In flagrento machinae?

In keeping with our in class discussion on Balsamo’s “Forms of Technological Embodiment,” the disappearing body, repressed body, fractured body and laboring body, please take a look at this event I raised and its detailed description. I think you’ll find that all of these categories apply to the sexualized, subjugated, prosthetic and fetishized machine as a tool for fantastical imagining and practical “depositories” for human aims.

Our Kunskabinett project “Finger In'” or “Slot n’ Flap” deals with similar issues of pleasuring and being pleasured by technologies and machines, the ways in which our power, wants and needs are played out both privately and publicly with such devices, the strange possibility for “partnering” or “mating” with technologies, personifying machines as a form of ultimate “interface,” and what sorts of projections — psychic, social, biological, ideological and otherwise — we impress, imprint and infer in the process.

As a side note, The Observatory in Brooklyn often holds interesting lectures and I will be lecturing there myself on the Unusual Body.

Hey, Where’s my Robot Girlfriend?

Hey, Where’s My Robot Girlfriend? An Exploration of Sexual Robotics, Teledildonics and Carnal Technology

vintage-robot-wedding1An illustrated lecture with sexual health researcher, educator and writer Laura G. Duncan
Date: Thursday, March 24th
Time: 8:00 PM
Admission: $5
Presented by Morbid Anatomy

The robotic bride. The orgasm ray. The sex machine.

These classic tropes of science fiction – how fictitious are they really?

Hybrids of sex and technology are flourishing in contemporary culture, from basement workshops where power tools are lovingly repurposed into bedroom aids to sexual media empires with genres devoted solely to robot-human couplings.

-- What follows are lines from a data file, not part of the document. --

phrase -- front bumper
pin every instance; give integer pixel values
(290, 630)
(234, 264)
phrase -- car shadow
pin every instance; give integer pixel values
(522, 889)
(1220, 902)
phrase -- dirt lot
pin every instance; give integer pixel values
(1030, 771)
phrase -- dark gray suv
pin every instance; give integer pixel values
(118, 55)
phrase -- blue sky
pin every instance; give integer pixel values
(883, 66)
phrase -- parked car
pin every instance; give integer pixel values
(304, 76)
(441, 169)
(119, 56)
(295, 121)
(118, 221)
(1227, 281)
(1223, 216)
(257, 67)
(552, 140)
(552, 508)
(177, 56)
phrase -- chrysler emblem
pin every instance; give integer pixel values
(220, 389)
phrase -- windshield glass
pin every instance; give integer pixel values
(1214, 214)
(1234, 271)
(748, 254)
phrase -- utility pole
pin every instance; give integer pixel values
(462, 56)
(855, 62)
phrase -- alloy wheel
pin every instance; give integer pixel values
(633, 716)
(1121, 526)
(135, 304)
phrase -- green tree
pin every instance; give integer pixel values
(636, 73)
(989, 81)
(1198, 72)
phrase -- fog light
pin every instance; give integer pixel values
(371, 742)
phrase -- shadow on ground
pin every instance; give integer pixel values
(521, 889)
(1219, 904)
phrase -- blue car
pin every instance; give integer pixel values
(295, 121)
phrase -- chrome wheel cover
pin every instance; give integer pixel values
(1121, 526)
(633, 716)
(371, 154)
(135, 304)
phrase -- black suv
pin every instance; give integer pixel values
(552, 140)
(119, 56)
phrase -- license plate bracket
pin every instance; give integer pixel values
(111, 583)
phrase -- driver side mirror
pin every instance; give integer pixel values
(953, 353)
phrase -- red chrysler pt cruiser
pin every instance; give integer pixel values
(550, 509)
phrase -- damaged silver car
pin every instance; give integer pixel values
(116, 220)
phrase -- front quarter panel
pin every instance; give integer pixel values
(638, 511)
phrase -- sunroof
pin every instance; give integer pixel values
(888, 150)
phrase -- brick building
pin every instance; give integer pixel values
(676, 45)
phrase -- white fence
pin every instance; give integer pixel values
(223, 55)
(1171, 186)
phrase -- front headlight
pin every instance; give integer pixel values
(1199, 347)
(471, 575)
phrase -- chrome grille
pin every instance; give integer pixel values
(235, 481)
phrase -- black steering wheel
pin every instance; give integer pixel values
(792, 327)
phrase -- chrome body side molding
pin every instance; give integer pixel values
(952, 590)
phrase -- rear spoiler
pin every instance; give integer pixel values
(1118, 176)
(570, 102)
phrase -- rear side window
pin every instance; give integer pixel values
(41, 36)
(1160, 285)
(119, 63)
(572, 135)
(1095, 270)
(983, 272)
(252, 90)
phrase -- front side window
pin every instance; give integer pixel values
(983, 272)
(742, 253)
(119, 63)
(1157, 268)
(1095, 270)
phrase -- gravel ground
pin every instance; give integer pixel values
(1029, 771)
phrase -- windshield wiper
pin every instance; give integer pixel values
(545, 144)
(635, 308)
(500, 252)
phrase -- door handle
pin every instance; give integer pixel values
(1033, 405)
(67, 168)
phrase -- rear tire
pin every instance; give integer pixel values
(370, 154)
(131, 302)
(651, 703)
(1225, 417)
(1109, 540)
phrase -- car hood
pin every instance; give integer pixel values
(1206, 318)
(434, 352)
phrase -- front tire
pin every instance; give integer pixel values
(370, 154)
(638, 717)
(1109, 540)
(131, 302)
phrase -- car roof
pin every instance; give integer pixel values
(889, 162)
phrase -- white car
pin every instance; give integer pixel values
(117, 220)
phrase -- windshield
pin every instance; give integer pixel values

The medical sciences have even gotten in on the act with models of sperm-powered nanobots.

Technology and sexuality have long been intimately connected, each inspiring innovation in the other and nowhere is this more striking than in the fields of teledildonics (computer-interfaced sex toys) and sexual robotics. The mechanical in service of the libidinal is rooted deeply in our cultural consciousness.

So just how close are we to having a real life Data, the beloved android from Star Trek as fawning partner to our eminently human Tasha Yar? Will we be able to disable our foes with weaponized orgasms? Can you learn to love a robot? Can a robot learn to love you?

Join researcher Laura G. Duncan for a multimedia lecture on sexual technology to find out. With examples from popular media, the medical sciences and actual sexual robotics projects, this talk will work to explode the dichotomy between the “natural” and the “technological” and open a critical analysis of how society conceptualizes sexuality, science and even the body itself.

Laura G. Duncan is a sexual health researcher, educator and writer currently living in Brooklyn. Her research is in the field of medical anthropology and focuses on the influence of medicine on social and individual understandings of sexuality, as well as issues of health care literacy in underserved communities. She has taught sexual health education in a variety of academic, non-profit and community venues and is currently a student and full-spectrum doula. She is, disappointingly, not a robot.